Country: Australia
/ New Zealand
Genre(s): Drama /
Romance
Director: Jane
Campion
Cast: Holly Hunter
/ Harvey Keitel / Anna Paquin
Plot
A mute woman arrives
along with her daughter and her piano in New Zealand, where she is to marry a
wealthy stranger in an arranged marriage.
When she begins a romance with another man, the various relationships of
everyone involved become strained.
What I Liked
Feeling like it was
genuinely written in the nineteenth century, “The Piano” has all the dark,
mysterious romance of the best British gothic novels, only with a more exotic
locale that serves to enhance and beautify that mystery.
Every moment of this
film is soaked in mood and strangeness and a lot of that has to do with the script,
the cinematography, and the setting.
However, much of it originates in Holly Hunter’s performance as Ada, an
extremely hard-headed and passionate woman who, for reasons never overtly
explained, has chosen never to speak. Intelligent,
talented, selfish, resentful, loving, and disturbed all at once, Ada is the
mesmerizing creature that no one in the film, not even her daughter, can fully
understand. Underlying her story and
character exists something of a feminist martyr, a woman smarter and more
willful than either of the men who seek to possess her. Forced into a situation over which she had no
control, she battles for her own identity – closely tied to her beloved piano –
in a manner that produces destruction and bloodshed. Hunter gives a complicated character all of
the depth needed, making Ada, even surrounded by the wilderness of a gloomy
forest, still the most mysterious facet of the film.
Surrounding Hunter is
a cast of top flight actors who each give adept performances and flesh out
their characters well. Harvey Keitel is
both masculine and fragile as Englishman-gone-native Baines. Sam Neill is Keitel’s foil as the entitled
and clueless Mr. Stewart. And a very
young Anna Paquin holds her own with this all-star cast as Ada’s mischievous
and naïve daughter.
Written and directed
by Jane Campion, “The Piano” has all the sweeping grandeur of a well-done
period romance, yet each scene carries with it a certain discomfort and
strangeness that sets it apart from the rest.

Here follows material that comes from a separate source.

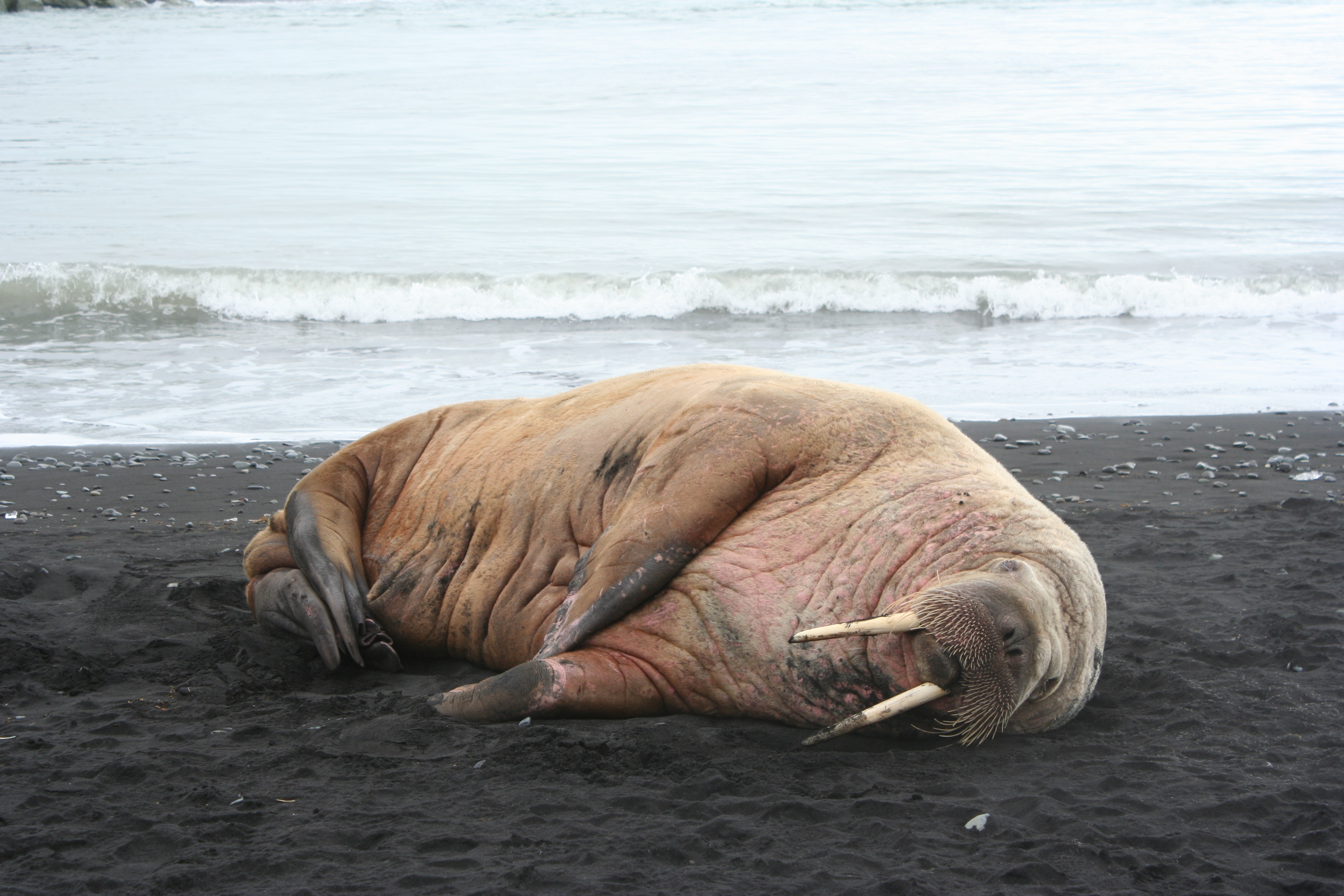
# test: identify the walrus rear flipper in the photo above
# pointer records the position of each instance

This is a film about a woman trapped and ultimately punished by her own
nature, not because she does not speak, but because the rest of the world
refuses to listen.
What I Disliked
*spoiler alert*
Others are free to
disagree, of course, but Campion might have overdone it with the feminist messages
in her film. There were times where I
felt like I was being preached to, rather than being told a story. Ada’s refusal to let herself disappear into
the role men have carved out for her is heroic indeed and the fact that nobody
around her, even other women, seem to understand her struggle makes her
situation even more tragic. Still, I
found Ada to be so belligerently selfish at times that I couldn’t help but feel
for the other people whose emotions she completely disregarded in pursuit of
her own desires. Here she is not heroic,
but instead the thoughtless catalyst for a great deal of heartache for others,
including her daughter, and even herself.
Actually, given the
feminist messages and the overall tragic feel of the story, I was genuinely
surprised at the relatively happy ending of it all. The scene where Ada very nearly ends her life
with a very poetic suicide attempt is followed almost immediately by a “happily
ever after” conclusion that, while romantic and well executed, feels a bit
forced and out of place with the rest of the film’s mood.
Most Memorable Scene
*spoiler alert*
Many will find “The
Piano” decidedly lacking in action.
Everything is slow movements, hard-eyed stares, piano playing, and panoramic
views of the setting. That is until the
film’s climax, when one particularly cruel act of violence serves as a kind of
breaking point for all of the resentment and repression that preceded it.
The moment takes
place in a series of only a few seconds but is so shocking the viewer might
find themselves questing if they really witnessed it. Even the three characters involved are all
stunned by the sheer savagery of it. Hunter’s
understated performance here is balletic in movement and heartbreaking in
soulfulness. Most importantly, the scene
shows the lack of purpose involved in violence.
Nothing gets solved and everyone involved suffers because of it.